Mark Pritchard is an extraordinary artist making some of the most visionary electronic music you’re likely to hear, ranging from the deeply unsettling and undefinable to blissful, meditative electronica like in My Heart. This is the final track on MP Productions – EP 1: a six track collection revisiting some of the aliases he has released under, and spanning a range of styles but predominantly focused on club music, which I would highly recommend checking out.
I’ve been a big fan of Christian Löffler’s particular strain of electronic music for some time now, especially his 2012 debut A Forest and 2016’s excellent Mare, both of which are considered, completely absorbing bodies of work, mostly consisting of melodic and atmospheric house music that sounds like it’s been teased up from the earth rather than constructed on anything as rigidly mechanical as a synthesiser. For his latest single, Pastoral, he’s done away with the 4/4 structure – and in fact any kind of beats – entirely, instead focussing on the lush interplay of slowly rising strings and muffled piano.

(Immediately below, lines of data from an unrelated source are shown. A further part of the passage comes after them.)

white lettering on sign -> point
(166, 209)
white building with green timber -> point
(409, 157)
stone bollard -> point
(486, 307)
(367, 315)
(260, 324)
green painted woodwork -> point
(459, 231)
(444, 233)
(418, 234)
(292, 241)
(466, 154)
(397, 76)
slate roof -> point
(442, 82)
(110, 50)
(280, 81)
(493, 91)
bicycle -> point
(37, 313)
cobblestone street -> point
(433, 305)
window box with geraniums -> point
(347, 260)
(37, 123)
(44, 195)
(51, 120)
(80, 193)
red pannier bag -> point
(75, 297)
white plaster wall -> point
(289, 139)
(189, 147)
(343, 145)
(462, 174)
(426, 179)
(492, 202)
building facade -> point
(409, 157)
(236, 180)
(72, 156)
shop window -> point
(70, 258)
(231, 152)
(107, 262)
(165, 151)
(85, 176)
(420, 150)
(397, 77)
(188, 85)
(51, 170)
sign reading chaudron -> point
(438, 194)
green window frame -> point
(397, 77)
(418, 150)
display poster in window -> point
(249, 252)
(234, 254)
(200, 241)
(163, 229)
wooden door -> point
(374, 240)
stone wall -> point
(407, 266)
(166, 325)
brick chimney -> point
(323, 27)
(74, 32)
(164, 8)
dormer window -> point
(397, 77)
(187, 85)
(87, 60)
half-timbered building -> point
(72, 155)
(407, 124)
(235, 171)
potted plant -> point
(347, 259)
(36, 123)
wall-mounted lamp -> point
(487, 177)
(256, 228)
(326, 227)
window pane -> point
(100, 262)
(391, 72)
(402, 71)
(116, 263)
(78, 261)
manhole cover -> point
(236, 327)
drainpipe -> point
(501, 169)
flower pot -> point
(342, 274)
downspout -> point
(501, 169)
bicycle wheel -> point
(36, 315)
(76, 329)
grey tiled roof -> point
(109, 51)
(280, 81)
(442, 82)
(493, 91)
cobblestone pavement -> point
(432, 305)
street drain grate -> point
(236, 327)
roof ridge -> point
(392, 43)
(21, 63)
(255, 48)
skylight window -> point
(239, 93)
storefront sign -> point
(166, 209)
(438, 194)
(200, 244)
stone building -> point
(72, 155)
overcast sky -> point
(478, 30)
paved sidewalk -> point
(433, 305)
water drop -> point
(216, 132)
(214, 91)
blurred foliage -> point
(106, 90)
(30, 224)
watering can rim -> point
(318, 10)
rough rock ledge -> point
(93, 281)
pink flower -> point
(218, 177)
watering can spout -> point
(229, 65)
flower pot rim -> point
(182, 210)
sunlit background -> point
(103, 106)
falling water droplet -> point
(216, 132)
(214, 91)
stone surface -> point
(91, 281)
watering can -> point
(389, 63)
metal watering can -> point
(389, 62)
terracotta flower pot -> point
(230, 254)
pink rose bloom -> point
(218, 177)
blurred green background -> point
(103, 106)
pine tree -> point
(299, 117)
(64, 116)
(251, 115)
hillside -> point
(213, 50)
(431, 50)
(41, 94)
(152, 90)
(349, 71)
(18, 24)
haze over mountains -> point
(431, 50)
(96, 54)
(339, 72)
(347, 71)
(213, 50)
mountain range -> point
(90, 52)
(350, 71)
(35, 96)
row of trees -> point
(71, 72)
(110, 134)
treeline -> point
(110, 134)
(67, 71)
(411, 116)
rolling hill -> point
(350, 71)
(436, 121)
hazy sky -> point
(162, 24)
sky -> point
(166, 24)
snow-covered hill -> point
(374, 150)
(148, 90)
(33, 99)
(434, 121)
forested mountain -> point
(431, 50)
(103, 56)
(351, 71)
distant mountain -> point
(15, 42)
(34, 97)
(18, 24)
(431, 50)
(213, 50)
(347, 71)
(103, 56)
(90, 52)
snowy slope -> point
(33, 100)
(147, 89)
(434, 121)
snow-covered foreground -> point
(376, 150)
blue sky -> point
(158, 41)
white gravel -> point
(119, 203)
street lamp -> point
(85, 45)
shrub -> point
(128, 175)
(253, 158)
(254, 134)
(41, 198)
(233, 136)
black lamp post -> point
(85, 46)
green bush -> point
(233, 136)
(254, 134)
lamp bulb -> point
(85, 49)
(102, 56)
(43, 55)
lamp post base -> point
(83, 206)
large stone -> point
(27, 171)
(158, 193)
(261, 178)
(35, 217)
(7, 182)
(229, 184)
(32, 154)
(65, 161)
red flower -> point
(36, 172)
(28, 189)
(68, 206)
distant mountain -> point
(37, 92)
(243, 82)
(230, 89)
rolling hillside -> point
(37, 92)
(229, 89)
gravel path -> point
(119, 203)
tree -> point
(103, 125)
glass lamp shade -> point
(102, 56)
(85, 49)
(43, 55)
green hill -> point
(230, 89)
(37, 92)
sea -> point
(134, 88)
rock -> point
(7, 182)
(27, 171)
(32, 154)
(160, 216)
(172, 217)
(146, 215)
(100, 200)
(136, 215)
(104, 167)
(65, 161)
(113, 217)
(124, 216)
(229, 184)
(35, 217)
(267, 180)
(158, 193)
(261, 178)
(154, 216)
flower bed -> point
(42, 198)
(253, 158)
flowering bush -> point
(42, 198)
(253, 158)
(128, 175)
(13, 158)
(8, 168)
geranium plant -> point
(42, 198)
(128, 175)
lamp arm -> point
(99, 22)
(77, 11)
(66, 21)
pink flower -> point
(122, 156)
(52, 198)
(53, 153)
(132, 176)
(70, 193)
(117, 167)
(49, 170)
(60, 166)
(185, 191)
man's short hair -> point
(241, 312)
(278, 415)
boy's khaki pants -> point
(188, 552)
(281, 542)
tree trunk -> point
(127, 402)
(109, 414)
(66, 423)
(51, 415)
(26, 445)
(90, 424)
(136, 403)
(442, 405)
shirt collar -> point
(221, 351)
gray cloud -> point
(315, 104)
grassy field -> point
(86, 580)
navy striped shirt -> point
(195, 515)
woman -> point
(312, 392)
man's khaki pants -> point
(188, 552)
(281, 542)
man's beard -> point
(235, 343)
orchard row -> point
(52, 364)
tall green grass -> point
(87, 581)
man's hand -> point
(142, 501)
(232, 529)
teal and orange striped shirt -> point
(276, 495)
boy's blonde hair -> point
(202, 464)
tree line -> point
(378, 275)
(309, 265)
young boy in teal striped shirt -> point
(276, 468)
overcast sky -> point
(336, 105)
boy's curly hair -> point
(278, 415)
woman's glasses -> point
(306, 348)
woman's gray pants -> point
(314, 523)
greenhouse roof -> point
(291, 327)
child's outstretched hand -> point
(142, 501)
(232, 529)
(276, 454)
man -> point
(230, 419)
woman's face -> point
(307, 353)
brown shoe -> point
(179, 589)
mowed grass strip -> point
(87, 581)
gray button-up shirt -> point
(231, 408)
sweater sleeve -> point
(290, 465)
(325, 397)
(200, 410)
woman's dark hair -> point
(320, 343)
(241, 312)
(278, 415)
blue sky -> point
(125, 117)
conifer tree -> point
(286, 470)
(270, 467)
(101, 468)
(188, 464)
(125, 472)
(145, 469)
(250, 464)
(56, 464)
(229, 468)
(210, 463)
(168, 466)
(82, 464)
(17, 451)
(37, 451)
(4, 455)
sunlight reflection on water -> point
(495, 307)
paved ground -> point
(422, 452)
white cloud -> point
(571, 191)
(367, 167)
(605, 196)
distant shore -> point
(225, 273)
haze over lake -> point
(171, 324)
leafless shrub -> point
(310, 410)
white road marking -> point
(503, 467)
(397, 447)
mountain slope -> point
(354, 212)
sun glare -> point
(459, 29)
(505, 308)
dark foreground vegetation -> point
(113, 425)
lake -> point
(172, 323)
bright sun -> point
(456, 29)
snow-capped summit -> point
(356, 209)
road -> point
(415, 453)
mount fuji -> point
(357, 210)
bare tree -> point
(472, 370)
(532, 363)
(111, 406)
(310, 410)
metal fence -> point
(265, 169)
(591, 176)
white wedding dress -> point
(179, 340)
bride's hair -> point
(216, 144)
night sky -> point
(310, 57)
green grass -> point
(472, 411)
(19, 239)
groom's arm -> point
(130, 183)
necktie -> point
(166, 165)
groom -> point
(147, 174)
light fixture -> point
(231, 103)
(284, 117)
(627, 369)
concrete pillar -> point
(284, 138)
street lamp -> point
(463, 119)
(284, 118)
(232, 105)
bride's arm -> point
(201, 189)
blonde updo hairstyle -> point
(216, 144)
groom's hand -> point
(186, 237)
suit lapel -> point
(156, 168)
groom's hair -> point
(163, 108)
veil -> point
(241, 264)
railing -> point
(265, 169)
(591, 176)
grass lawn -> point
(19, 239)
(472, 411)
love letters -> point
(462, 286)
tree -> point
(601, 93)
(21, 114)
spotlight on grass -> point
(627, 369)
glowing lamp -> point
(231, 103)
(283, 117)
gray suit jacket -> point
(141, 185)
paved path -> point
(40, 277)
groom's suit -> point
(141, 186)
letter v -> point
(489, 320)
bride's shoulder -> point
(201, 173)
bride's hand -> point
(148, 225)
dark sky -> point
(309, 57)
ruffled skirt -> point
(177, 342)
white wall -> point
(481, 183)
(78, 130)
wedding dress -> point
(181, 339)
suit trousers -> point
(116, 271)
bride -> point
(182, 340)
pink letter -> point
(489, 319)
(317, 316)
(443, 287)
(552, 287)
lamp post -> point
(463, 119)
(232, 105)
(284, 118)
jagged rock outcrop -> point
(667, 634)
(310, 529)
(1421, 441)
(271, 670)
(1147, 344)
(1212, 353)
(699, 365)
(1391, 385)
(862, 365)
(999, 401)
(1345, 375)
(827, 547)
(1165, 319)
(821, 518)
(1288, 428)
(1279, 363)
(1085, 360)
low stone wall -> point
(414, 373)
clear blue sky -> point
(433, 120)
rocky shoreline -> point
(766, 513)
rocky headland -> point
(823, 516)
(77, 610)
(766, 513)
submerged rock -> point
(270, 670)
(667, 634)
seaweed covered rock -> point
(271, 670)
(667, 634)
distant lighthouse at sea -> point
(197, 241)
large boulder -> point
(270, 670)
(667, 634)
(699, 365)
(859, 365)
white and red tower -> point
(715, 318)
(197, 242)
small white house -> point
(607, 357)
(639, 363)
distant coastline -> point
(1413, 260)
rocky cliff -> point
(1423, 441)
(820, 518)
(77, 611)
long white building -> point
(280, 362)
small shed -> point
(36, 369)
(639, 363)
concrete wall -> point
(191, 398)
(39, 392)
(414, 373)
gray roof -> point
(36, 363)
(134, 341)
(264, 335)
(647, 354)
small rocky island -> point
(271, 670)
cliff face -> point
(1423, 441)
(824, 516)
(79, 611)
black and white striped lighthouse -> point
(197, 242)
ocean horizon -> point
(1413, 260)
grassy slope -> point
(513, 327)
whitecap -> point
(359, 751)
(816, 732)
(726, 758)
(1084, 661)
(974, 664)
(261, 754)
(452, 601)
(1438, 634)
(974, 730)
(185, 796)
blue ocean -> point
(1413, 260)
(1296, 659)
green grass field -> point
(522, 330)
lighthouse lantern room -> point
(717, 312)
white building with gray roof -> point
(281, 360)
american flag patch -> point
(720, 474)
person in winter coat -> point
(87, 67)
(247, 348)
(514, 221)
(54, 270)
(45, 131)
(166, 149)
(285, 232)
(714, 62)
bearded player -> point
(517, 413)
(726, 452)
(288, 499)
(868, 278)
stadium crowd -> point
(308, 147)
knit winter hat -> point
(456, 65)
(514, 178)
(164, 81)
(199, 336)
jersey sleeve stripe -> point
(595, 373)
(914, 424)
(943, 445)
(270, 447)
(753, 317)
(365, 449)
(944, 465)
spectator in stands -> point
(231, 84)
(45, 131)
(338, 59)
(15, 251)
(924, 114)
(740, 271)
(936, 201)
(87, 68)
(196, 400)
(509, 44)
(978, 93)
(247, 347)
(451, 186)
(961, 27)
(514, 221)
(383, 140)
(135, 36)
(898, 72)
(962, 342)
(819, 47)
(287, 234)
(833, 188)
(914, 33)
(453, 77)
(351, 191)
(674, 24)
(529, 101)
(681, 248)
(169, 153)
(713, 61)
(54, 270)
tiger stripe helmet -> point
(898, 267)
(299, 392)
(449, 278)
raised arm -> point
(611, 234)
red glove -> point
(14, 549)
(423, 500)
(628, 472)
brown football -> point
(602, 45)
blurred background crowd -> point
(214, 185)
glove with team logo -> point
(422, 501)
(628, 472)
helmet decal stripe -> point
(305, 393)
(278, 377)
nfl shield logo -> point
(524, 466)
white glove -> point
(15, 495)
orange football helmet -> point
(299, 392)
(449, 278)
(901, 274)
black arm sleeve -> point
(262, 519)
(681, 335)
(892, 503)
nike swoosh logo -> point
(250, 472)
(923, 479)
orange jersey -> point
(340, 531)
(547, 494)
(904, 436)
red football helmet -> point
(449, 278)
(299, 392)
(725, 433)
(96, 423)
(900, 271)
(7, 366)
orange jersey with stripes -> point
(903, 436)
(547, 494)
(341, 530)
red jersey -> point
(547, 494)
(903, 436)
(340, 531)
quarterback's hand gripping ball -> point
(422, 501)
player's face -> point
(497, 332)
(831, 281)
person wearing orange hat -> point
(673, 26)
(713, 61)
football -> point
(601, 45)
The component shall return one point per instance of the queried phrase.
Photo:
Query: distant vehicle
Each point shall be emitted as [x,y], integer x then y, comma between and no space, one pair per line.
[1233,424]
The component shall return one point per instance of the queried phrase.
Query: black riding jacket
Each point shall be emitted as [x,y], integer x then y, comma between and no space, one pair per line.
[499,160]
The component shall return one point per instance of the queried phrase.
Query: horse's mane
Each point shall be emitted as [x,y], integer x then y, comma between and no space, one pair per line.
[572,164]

EDIT: On digging a little deeper into this, I just discovered that it’s a reworking of Beethoven, which makes it the second Beethoven cover I’ve covered in a week, but as part of a completely different project. Has Beethoven just come out of copyright? Seems unlikely. Anywhere, here are a few words from the man himself (Christian, not Ludwig):
“Deutsche Grammophon invited me to listen to a number of historic recordings of Beethoven, shellac discs from the 20s. I have reworked four of the composer’s tracks for an upcoming EP called Parallels (Beethoven) and you can listen to the first single ‘Pastoral’ now.”